Debug logging prints messages to a log file. See Debug Logging for more information.

Parameters:
levellogging_level

The debug logging level. Valid values are instances of the logging_level enum.

Raises:
TypeError

If the logging level is not an instance of the logging_level enum.

See also

get_logging_level

Get the current debug logging level.

Examples

>>> import rmm
>>> rmm.set_logging_level(rmm.logging_level.WARN) # set logging level to warn
rmm.should_log(level)#

Check if a message at the given level would be logged.

A message at the given level would be logged if the current debug logging level is set to a level that is at least as verbose than the given level, and the RMM module is compiled for a logging level at least as verbose. If these conditions are not both met, this function will return false.

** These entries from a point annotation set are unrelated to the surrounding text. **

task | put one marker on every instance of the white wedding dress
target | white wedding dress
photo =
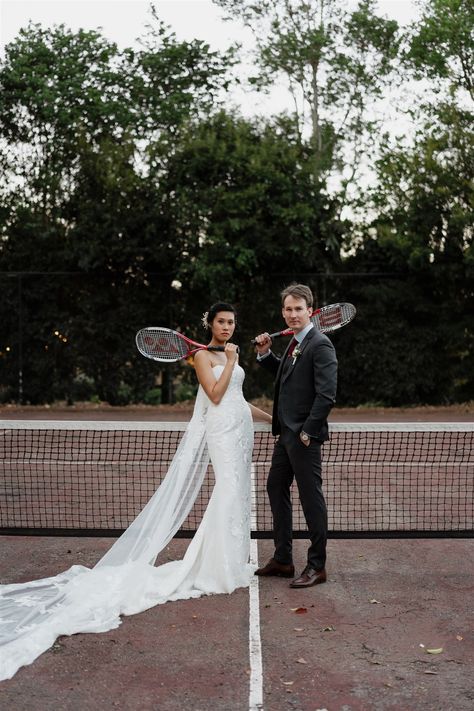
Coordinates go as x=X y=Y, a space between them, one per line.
x=126 y=581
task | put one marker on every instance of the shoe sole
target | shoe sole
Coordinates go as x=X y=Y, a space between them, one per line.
x=308 y=585
x=274 y=575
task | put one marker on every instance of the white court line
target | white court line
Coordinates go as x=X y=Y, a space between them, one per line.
x=255 y=643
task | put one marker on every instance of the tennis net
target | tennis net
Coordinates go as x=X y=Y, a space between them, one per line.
x=93 y=478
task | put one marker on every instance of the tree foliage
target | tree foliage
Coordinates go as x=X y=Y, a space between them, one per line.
x=129 y=197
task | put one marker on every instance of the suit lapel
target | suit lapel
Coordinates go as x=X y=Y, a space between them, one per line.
x=301 y=347
x=283 y=361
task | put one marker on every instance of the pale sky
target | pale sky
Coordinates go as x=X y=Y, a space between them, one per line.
x=122 y=21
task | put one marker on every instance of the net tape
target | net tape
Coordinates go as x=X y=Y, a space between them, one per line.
x=94 y=477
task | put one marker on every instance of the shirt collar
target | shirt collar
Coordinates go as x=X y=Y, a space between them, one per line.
x=300 y=336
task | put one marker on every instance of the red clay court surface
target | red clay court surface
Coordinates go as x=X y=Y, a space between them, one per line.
x=356 y=647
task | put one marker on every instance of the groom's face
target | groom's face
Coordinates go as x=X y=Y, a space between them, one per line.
x=296 y=312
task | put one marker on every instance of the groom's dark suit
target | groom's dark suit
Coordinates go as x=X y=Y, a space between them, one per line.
x=305 y=391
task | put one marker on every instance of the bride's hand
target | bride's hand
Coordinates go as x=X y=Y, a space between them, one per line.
x=231 y=352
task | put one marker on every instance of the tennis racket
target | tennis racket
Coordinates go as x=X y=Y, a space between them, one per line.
x=168 y=346
x=326 y=319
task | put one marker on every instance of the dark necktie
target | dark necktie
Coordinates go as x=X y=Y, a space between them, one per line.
x=292 y=347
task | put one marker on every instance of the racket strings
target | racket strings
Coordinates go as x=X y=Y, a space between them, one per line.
x=165 y=345
x=334 y=317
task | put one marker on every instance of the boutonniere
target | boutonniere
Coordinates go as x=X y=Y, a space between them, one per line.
x=296 y=353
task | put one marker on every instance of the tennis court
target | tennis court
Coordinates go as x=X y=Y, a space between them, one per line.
x=359 y=642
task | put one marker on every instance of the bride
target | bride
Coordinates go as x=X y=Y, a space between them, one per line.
x=126 y=581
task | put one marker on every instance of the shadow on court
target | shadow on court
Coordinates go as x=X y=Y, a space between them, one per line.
x=360 y=642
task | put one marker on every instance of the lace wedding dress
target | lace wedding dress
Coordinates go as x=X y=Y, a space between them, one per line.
x=126 y=581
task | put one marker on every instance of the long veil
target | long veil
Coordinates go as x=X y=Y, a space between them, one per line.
x=34 y=614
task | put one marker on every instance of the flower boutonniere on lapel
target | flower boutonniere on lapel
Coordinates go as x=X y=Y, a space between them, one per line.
x=296 y=353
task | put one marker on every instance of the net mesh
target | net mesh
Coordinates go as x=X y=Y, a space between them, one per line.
x=94 y=478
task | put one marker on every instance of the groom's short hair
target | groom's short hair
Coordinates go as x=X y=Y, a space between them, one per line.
x=298 y=291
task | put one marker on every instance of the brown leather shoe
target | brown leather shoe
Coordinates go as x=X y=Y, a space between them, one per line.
x=279 y=569
x=309 y=577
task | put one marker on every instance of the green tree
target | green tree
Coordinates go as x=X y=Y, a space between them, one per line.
x=336 y=63
x=81 y=194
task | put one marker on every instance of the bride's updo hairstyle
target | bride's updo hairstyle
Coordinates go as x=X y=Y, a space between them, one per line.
x=209 y=316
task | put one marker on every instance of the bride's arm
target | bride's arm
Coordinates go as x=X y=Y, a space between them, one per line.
x=259 y=415
x=213 y=388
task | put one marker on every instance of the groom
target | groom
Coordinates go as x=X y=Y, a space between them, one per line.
x=305 y=391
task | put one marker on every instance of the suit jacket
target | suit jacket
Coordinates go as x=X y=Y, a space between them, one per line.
x=305 y=391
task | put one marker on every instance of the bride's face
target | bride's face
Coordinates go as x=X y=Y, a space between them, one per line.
x=223 y=326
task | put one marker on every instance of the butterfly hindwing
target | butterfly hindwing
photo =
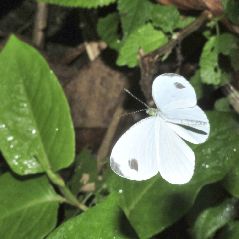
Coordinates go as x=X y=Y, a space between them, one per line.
x=134 y=154
x=176 y=158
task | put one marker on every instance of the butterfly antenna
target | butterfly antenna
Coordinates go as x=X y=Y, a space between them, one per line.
x=127 y=91
x=130 y=113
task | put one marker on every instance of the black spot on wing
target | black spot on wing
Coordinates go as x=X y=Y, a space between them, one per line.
x=179 y=85
x=115 y=166
x=133 y=164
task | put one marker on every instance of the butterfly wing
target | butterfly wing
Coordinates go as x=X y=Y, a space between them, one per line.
x=176 y=159
x=190 y=124
x=134 y=154
x=172 y=91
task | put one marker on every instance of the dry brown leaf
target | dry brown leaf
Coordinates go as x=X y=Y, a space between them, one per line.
x=94 y=94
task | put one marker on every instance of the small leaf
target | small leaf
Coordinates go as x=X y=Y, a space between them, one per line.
x=227 y=43
x=209 y=68
x=102 y=221
x=107 y=28
x=133 y=14
x=140 y=39
x=28 y=208
x=158 y=204
x=212 y=219
x=80 y=3
x=231 y=9
x=36 y=131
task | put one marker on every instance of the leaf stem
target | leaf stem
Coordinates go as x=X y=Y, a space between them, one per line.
x=71 y=199
x=65 y=191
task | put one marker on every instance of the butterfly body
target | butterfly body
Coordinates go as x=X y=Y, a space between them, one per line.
x=156 y=143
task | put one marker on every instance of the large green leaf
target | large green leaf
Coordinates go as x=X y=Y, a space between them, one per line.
x=158 y=204
x=212 y=219
x=168 y=18
x=79 y=3
x=105 y=220
x=140 y=39
x=28 y=207
x=134 y=14
x=231 y=231
x=36 y=132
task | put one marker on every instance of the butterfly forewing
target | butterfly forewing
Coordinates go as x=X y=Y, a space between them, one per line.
x=189 y=123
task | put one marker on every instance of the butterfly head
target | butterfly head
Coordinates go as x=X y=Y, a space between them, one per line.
x=152 y=111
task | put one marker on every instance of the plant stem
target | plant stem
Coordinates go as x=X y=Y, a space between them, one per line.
x=65 y=191
x=71 y=199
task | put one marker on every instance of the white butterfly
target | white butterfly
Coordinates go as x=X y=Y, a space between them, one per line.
x=155 y=144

Debug logging prints messages to a log file. See Debug Logging for more information.

Parameters:
levellogging_level

The debug logging level. Valid values are instances of the logging_level enum.

Returns:
should_logbool

True if a message at the given level would be logged, False otherwise.

Raises:
TypeError

If the logging level is not an instance of the logging_level enum.

rmm.unregister_reinitialize_hook(func)#

Remove func from list of hooks that will be called before reinitialize().

If func was registered more than once, every instance of it will be removed from the list of hooks.